The recent New York Times piece on the the new/old Brooks Brothers oxford shirt contained the source of an important sartorial anecdote. Years ago I’d seen a reference online to the custom that Princeton boys back in the day who didn’t come from WASPy families and prep schools would sandpaper the collars of their shirts to make them look as if the boys had been wearing them for years.
The Times piece revealed the source of the anecdote to be “Out Of Place,” a memoir by author and professor Edward W. Said. I ordered a copy and scoured it for the reference, which, as if the climax to the book, comes at the very end.
The context of the faux fray is the Princeton tradition of Bicker (which is also explored at length in Geoffrey Wolff’s book “The Final Club,” source of one of Ivy Style’s most important posts on Ivy in literature).
The passage runs:
… gruesome was the sight of those students who knew that by virtue of race, background, or manner, they could not make the club of their choice as they set out to transform themselves into WASP paragons, usually with pathetic results. This was symbolized by the junior and senior vogue for blue button-down shirts with frayed collars; I remember watching in astonishment as two classmates in an adjoining suite applied sandpaper to a pair of new blue button-down shirts, trying in a matter of minutes to produce the effect of the worn-out aristocratic shirt that might get them into a better club.
The shirt above is one of my old/new (as opposed to new/old) Brooks blue buttondowns, with fraying earned over years of wear. Funny how the fraying always favors one side. — CC
Yes. It is true, the fraying always favors one side. I was always sad when the fraying became an open wound, you new the shirt had an eventual expiration date–just as the shirt had become its softest and most lovely. Nothing was sexier than your gf in that shirt.
knew, of course, not new 🙂
Instead of tailors asking if you dress right or left, perhaps shirt makers will ask if you fray right or left. I am a fray to the right man myself.
As with sleeves the right shoulder is a touch larger (in right-handed persons) and thus that side rubs against the neck more.
Said revelation is also in Paul Fussell’s book “Uniforms: Why We Are What We Wear”.

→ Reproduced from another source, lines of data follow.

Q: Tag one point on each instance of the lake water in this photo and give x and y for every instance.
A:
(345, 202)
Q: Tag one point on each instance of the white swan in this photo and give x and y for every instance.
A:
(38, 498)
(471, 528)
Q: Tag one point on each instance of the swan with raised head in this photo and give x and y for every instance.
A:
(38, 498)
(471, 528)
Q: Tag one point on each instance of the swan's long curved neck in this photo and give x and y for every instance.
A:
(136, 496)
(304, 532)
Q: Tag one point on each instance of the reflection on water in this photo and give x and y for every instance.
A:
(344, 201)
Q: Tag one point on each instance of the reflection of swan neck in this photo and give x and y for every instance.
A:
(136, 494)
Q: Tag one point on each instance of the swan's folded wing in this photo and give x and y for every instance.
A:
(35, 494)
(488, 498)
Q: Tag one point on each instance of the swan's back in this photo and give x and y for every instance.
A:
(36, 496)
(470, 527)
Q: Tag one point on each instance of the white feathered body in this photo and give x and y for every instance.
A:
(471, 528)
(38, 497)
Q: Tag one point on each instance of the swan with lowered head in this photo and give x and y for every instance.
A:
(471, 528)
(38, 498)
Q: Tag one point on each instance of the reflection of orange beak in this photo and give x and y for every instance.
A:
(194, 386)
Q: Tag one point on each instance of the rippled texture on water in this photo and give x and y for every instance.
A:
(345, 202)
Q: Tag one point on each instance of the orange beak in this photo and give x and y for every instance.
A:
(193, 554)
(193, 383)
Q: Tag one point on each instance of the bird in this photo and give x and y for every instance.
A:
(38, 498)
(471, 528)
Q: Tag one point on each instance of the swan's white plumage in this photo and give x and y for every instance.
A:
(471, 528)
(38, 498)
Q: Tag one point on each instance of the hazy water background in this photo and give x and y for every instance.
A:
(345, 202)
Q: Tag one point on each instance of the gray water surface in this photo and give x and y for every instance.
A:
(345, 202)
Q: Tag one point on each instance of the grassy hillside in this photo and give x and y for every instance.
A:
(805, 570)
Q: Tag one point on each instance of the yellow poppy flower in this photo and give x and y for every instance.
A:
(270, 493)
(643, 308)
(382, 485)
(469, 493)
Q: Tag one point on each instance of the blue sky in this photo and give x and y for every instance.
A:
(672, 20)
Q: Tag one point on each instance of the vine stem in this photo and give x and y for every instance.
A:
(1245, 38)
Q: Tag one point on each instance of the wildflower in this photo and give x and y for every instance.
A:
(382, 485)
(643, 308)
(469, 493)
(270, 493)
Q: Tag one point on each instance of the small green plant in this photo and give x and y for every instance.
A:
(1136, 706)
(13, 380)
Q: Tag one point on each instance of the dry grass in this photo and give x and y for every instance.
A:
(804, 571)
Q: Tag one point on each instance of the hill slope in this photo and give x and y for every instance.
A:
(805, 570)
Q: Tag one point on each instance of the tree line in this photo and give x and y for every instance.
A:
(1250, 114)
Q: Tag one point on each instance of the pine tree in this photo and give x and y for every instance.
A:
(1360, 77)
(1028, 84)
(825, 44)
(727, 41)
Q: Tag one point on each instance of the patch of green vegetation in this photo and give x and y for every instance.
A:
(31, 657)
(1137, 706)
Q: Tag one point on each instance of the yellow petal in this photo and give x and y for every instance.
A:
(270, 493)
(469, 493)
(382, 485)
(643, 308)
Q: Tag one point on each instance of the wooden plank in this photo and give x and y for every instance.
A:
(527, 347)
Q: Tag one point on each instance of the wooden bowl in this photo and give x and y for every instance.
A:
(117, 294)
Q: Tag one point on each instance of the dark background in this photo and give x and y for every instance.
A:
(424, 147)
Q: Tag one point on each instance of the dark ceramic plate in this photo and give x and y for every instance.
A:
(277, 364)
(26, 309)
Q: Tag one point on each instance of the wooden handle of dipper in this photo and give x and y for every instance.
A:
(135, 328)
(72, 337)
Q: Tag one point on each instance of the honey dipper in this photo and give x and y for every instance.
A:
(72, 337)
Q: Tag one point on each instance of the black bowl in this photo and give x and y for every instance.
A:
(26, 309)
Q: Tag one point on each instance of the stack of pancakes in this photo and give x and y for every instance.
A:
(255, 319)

“But the young American male need not hunker down in a group like a fraternity to risk anxiety over being caught out of uniform…Fraternity boys engage in all sorts of levities and pranks, but not a single “brother” would think of appearing in, say, colorful tights. The brothers in their millions are clad in the obligatory uniform of their decade. It used to comprise, at least in the East, khakis or gray flannel trousers, button-down shirts, tweed jackets, and loafers. Crew neck sweaters and corduroys were also acceptable. Professor Edward Said of Columbia recalls what everyone – everyone – looked like at his prep school and at Princeton, where he went next: “My classmates either were or tried to be cut from the same cloth…everyone wore the same clothes (white bucks, button-down shirts, and tweed jackets).” Getting the shirts right was particularly important, and in button-downs, light blue was virtually obligatory. Said testified that he once witnessed two Princetonians at work soliciting the desired worn-out look by applying sandpaper to the collars of new, and of course blue, shirts.”
Is this any more ludicrous than the Zuckerberg look?
The right side is due to the amount of arm movement for right handed persons i.e. opening doors, holding the phone, shaking hands, tipping back your G&T, etc.
I do love wearing my favorite pieces to ribbons. My GUCCI (egads!) horsebits look simply gudawful. Every imperfection and scar is a sign of love.
Anyone else remember having the collars on your OCBDs turned when they started to fray. My Chinese laundry in NYC would do the job for $2.00 as I recall and it was like having a new shirt (well, sort of). This was during the late 70s and early 80s.
@Frederic
Your comment suggests you have either not read or not understood the content of this website at all.
These fellows sanding their shirts went on to created a very lucrative business at RL overseeing the “worn-out look” department. These enterprising young grads expanded their business to include chino pockets, jeans, Polo shirts, white bucks made dirty!
My favorite OCBD sandpaper legend is still this one from P.J. O’Rourke as quoted in Ivy Style on Sept 25, 2015:
“A rich man’s shirt frays at the back of the collar because that’s where the head and neck rub when the nose is pointed disdainfully in the air. You can achieve the same effect by running some fine-grit sandpaper along this part of your shirts.”
The fraying on the right underside of the OCBD is not ‘due to the amount of arm movement for right handed persons’ – it merely has to do with untying the necktie – once untied, most of us will simply pull the wider end, which pulls the narrower end out – by yanking to the left, thus creating the greatest friction on the right underside, as the photograph makes plain.
In my case the fraying on the one side of the collar is to do with the way the bristle of my beard lies. I am certain. What I’m trying to do now is to get a closer shave on that side of my chin/jaw to cut down on this wear. Hope 5his helps.